P593 Bone mineral density in a Spanish cohort of inflammatory bowel disease patients

J. Miranda-Bautista*1, M. D. Perez-Valderas1, A. Caballero-Marcos1, A. Diaz-Redondo2, I. Marin-Jimenez1, L. Menchen1

1Hospital General Universitario ‘Gregorio Marañón’, Gastroenterology Unit, Madrid, Spain, 2Hospital General Universitario, Preventive medicine and Epidemiology Service, Madrid, Spain


Bone metabolic disease (BMD) is a well-known complication of inflammatory bowel disease (IBD). The aim of this study is to analyse the prevalence of BMD in a large sample of Southern European patients with IBD, and secondarily identifying the clinical, metabolic, and pharmacological factors that are associated with osteoporosis in this population.


We have conducted an observational, retrospective and cross-sectional study of BMD based on the first bone densitometry (DEXA) in patients with IBD from our institution. Clinical charts have been systematically reviewed, and the data obtained have been included. BMD was defined as hip and/or spine T score < -1 standard deviation (SD). Osteoporosis was defined as hip and/or spine T score < -2.5 SD. DEXA results were evaluated taking into account the presence of possible factors involved in the development of osteoporosis in IBD patients.
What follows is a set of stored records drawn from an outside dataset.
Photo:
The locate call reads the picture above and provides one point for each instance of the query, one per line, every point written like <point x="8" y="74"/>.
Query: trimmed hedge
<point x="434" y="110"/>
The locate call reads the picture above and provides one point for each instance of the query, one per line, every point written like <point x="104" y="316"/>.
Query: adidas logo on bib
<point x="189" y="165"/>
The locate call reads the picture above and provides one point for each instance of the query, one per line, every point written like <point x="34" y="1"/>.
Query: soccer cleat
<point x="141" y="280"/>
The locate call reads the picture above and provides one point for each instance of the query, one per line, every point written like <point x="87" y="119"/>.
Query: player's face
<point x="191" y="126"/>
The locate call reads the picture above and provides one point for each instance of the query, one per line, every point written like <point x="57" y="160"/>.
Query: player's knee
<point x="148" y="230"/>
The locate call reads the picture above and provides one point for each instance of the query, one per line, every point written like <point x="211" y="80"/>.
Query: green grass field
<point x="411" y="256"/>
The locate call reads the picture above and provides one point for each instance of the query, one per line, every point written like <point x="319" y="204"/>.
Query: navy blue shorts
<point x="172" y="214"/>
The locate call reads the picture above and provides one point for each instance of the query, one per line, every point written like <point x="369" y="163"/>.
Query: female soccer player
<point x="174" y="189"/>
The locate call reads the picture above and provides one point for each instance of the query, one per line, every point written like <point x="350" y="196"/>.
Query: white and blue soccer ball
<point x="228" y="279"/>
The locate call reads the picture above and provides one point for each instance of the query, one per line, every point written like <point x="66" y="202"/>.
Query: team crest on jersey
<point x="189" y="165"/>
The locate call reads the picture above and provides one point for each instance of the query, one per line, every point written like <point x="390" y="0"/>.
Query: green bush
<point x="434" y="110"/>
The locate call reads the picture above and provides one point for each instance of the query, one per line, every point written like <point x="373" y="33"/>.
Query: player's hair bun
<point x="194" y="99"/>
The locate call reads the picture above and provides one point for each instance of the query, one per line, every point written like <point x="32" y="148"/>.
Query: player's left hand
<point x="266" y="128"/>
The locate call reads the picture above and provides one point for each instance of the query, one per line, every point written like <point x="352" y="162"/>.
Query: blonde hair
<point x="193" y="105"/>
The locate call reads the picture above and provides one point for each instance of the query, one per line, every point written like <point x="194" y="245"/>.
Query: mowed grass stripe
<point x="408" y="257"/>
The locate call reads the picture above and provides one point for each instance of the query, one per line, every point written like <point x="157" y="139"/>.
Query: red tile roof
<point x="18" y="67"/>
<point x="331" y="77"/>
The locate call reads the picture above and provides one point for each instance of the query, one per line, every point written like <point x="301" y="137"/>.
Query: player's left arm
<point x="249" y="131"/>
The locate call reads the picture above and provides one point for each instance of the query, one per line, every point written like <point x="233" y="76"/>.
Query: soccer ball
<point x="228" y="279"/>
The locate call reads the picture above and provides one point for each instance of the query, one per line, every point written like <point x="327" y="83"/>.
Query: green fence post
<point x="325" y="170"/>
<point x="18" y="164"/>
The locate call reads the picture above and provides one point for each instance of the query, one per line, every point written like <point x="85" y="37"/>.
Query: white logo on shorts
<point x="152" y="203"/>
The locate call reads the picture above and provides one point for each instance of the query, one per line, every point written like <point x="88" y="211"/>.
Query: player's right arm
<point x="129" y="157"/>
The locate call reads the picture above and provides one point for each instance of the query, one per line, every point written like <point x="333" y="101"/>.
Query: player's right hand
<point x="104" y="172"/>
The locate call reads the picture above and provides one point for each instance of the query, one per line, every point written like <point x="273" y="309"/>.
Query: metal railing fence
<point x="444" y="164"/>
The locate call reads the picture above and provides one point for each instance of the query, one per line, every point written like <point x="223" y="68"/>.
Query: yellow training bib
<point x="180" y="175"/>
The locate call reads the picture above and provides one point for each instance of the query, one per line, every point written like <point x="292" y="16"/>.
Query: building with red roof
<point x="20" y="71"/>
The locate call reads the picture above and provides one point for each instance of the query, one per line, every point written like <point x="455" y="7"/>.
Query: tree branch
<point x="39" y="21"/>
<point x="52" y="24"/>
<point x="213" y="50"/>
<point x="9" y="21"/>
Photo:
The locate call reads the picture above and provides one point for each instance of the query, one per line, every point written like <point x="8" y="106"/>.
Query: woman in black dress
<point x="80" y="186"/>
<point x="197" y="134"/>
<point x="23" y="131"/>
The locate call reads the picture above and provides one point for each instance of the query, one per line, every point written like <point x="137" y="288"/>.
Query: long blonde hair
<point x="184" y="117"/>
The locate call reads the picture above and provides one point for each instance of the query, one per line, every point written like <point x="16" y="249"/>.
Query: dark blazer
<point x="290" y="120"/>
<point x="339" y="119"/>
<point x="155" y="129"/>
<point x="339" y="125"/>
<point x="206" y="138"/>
From our IBD data base, 524 patients were included. Further, 43.9% of patients were male, and the mean age was 49.17 (SD 15.2) years. Crohn’s disease (CD) was diagnosed in 305 patients, ulcerative colitis (UC) in 204; and indeterminate colitis (IC) in 15 patients. Regarding IBD treatment; 411 patients received at least one tapered dosage of corticosteroids before DEXA, 214 were on immunomodulators, of which 192 (36.6%) on azathioprine, 16 (3.1%) on 6-mercaptopurine, and 5 (1%) on methotrexate. In addition, 108 patients were on biologic treatment: 83 (15.8%) on infliximab and 25 (4.8%) on adalimumab. BMD was diagnosed following above mentioned criteria in 334 (63.7%) of patients, while osteoporosis was diagnosed in 112 (21.3%) patients. Univariate analysis (T-test) comparing hip/spine T score with confound variables was performed. IMM therapy was found significantly associated with improvement of hip T score (p = 0.016), and UC (p = 0.007) and omeprazole treatment (p = 0.021) were associated with worsening in spine and hip T score, respectively. Multivariate analysis found age significantly related with BMD. Corticosteroid therapy almost reached signification. Age and UC diagnosis were associated with osteoporosis.


BMD is a frequent complication in IBD patients, especially in the elderly, under corticosteroid and omeprazole therapy. Special attention must be paid in early evaluation of bone density in these patients.